Recall the definition. A topological space is a pair $(X,\mathcal{T})$where $X$ is a set and $\mathcal{T}$ (is defined to be the set of open sets,) $\mathcal{T}$ is a collection of subsets of $X$ such that
- $\emptyset\in\mathcal{T}$
- Any union $A$ of a collection of $A_i\in\mathcal{T}$ is also in $\mathcal{T}$
- Any finite intersection $A$ of $A_1,\ldots,A_n\in\mathcal{T}$ is also in $\mathcal{T}$.
Then the topology generated by a set $\mathcal{A}$ is the coarsest ("smallest") topology $\mathcal{T}$ such that $\mathcal{A}\subseteq\mathcal{T}$.
So an open space in the topology genrated by the intervals $B=\{[a,b)\subseteq\Bbb{R}:a<b\}$ has the open sets $A\in\mathcal{T}$ such that $A$ can be obtained via taking arbitrary unions or finite intersections of $B$-intervals. For example, $[0,2)$ is open, as is $\bigcup_{n\ge 1}[0,n)=[0,\infty)$. For a more interesting example, consider the set given by
$$\bigcup_{n\ge 2}\,[1/n,1),$$
which is also open, as an arbitrary union of open sets; notice this union is equal to $(0,1)$.

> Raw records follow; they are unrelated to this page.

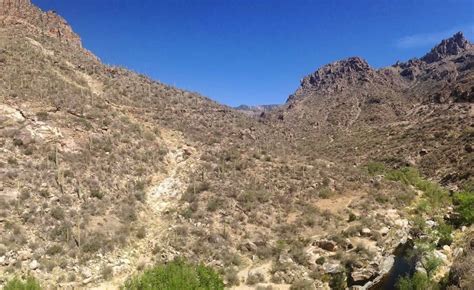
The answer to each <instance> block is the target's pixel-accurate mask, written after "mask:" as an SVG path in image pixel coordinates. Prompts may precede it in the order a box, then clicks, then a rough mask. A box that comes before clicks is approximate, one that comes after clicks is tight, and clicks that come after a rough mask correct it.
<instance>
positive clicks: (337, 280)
mask: <svg viewBox="0 0 474 290" xmlns="http://www.w3.org/2000/svg"><path fill="white" fill-rule="evenodd" d="M329 287H331V289H334V290H342V289H346V277H345V274H344V273H336V274H333V275H331V280H330V281H329Z"/></svg>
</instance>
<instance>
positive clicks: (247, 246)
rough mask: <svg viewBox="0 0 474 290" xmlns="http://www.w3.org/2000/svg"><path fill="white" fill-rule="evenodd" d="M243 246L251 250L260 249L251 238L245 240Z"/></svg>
mask: <svg viewBox="0 0 474 290" xmlns="http://www.w3.org/2000/svg"><path fill="white" fill-rule="evenodd" d="M242 248H243V249H245V250H247V251H249V252H256V251H257V249H258V247H257V245H256V244H255V243H254V242H252V241H249V240H247V241H245V243H244V244H243V245H242Z"/></svg>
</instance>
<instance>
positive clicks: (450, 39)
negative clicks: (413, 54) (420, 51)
mask: <svg viewBox="0 0 474 290" xmlns="http://www.w3.org/2000/svg"><path fill="white" fill-rule="evenodd" d="M471 48H472V44H471V43H470V42H469V41H468V40H467V39H466V38H465V37H464V35H463V33H462V32H458V33H456V34H455V35H453V37H451V38H448V39H445V40H443V41H441V43H440V44H439V45H437V46H436V47H434V48H433V49H432V50H431V51H430V52H429V53H427V54H426V55H425V56H424V57H422V58H421V60H422V61H424V62H426V63H433V62H436V61H440V60H442V59H443V58H446V57H449V56H453V55H458V54H461V53H463V52H465V51H466V50H469V49H471Z"/></svg>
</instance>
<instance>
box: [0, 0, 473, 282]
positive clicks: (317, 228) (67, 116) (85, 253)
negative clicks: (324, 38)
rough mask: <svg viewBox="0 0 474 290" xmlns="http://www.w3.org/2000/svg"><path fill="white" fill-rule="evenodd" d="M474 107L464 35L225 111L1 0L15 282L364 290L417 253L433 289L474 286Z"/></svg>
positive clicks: (65, 24)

On a side note, $(0,1]$ is in fact not open. To show a set is not open, one way is to show that the complement is not closed. In your example, to show that $(0,1]$ is not open in the topology generated by $B$, I would show that $(-\infty,0]\cup(1,\infty)$ is not closed in the topology generated by $B$.
Lemma. A subset $C$ is closed iff every convergent (in $X$) sequence $x_n\to x$ with points $x_n\in C$ has $x\in C$.
To show that $x_n\to x$ in the topology generated by $B$ it is sufficient to show that for every set in the basis $[a,b)\in B$, that contains $1$, there is some $N$ such that $n\ge N$ implies $x_n\in [a,b)$. Let $x_n=1+1/n$, I claim that $x_n\to 1$ in $(\Bbb{R},B)$. For every base element containing $1$ (i.e. $[1,1+\varepsilon)$), there is an $N$ such that $n\ge N$ implies $1/n<\varepsilon$, i.e. $x_n\in [1,1+\varepsilon)$; but $1\notin(-\infty,0]\cup(1,\infty)$. Hence, $(-\infty,0]\cup(1,\infty)$ is not closed, so $(0,1]$ is not open.
Best Answer
The set is actually neither open nor closed. (Perhaps these words are a bad choice cause they seem to imply mutual exclusiveness when it is not the case. Sets may be open, closed, both, or neither.)
It is not open for the same reasons you said in your question.
A set is closed if and only if its complement is open. The endpoints of the interval are in the complement of the interval and you can't make a ball around them without including points that are not in the complement. Thus the complement is not open so the interval is not a closed set.
Openness and closedness always depend on the total space. For instance any subset $S\subset \mathbb R^n$ is 'open' when you consider the $S$ as the topological space (and give it the subspace topology) as it must be to satisfy the axiom of topology that says the total space is open.